Questi successi non sono frutto del caso, ma denotano anche l’incapacità del Milan di presentarsi in campo al massimo del suo potenziale, almeno nei minuti iniziali. Il nuovo modulo adottato da Conceição, però, ha rappresentato una svolta. La struttura della squadra è diventata più solida, con un maggiore equilibrio tra i reparti e un’attenzione costante alla fase difensiva, senza rinunciare alla fase offensiva. Questo cambiamento ha permesso a giocatori fondamentali come Rafael Leao di esprimersi con più continuità. Leao ha raggiunto quota otto gol stagionali, tutti segnati lontano da San Siro, ma ha contribuito molto soprattutto come assistman.
Il vero eroe contro il Genoa è stato Mike Maignan, assoluto protagonista con tre interventi decisivi nel primo tempo. Le sue parate hanno evitato un passivo maggiore e hanno permesso al Milan di restare in partita, gettando le basi per la rimonta, che comunque è avvenuta anche con un pizzico di fortuna. La prestazione del portiere francese ha sottolineato il peso delle individualità in un sistema collettivo efficiente, che quest’anno ha spesso balbettato in campo. Conceição ha valorizzato i singoli attraverso un’idea di gioco che mette in risalto le qualità tecniche e fisiche dei suoi uomini migliori, ma il suo futuro potrebbe comunque essere lontano da Milano.

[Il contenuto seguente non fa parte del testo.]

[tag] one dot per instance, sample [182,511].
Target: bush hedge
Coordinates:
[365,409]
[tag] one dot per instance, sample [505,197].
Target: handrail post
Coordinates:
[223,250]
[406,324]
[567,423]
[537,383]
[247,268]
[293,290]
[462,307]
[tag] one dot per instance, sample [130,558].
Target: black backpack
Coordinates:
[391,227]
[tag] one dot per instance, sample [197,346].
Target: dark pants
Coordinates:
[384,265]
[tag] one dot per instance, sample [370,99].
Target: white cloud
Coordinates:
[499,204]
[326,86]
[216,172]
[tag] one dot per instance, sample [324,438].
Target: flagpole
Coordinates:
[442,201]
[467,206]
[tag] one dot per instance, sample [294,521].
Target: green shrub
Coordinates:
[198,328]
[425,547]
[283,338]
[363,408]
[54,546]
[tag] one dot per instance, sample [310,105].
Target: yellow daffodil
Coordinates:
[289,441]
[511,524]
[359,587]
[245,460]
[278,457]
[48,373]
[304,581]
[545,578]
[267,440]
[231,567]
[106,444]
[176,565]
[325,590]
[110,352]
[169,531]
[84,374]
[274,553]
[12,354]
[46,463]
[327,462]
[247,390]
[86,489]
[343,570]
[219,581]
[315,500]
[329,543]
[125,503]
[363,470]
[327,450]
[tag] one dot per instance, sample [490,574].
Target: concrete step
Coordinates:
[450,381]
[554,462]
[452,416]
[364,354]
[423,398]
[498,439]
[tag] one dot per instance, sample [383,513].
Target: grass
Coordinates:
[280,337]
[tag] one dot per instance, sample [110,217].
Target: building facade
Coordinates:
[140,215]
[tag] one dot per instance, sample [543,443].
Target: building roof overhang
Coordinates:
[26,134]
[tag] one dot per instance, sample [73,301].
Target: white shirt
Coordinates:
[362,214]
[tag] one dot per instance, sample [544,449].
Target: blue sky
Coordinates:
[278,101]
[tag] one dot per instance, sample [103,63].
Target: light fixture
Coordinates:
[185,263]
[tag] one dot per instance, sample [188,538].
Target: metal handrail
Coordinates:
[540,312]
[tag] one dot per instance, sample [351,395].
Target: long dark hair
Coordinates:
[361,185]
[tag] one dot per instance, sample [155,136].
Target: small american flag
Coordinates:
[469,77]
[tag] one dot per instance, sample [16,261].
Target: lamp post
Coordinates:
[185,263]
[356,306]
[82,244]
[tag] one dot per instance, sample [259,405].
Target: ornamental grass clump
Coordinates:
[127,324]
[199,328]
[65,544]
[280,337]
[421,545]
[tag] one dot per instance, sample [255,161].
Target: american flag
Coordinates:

Quel che resta della stagione rossonera
Il successo contro il Genoa rappresenta la terza vittoria consecutiva per il Milan, dopo quelle ottenute contro l’Inter nel derby (Supercoppa) e contro il Venezia. Per la prima volta da quando siede sulla panchina rossonera, Conceição ha messo a segno un filotto, ma soprattutto ha rafforzato l’autostima di una squadra che ora dovrà affrontare il Bologna in finale di Coppa Italia. In caso di vittoria, il Milan chiuderebbe questa stagione disgraziata comunque con due nuovi trofei in bacheca, anche se la mancata qualificazione alla Champions rappresenta uno smacco indigesto. Di contro, la vittoria in Coppa Italia garantirebbe ai rossoneri la partecipazione alla prossima Europa League.
Contro il Bologna è previsto un ampio turnover, anche in vista della finale di Coppa Italia. Conceição dovrà dosare le forze dei titolari, per arrivare all’appuntamento più importante della stagione con la squadra nelle migliori condizioni fisiche e mentali. La sfida contro il Bologna in campionato rappresenta quindi un’occasione per testare qualche alternativa tattica, e per dare spazio a chi finora ha avuto meno spazio. Mancheranno sicuramente Leao (squalificato) e con tutta probabilità anche Fofana, uscito dal campo con un piede dolorante.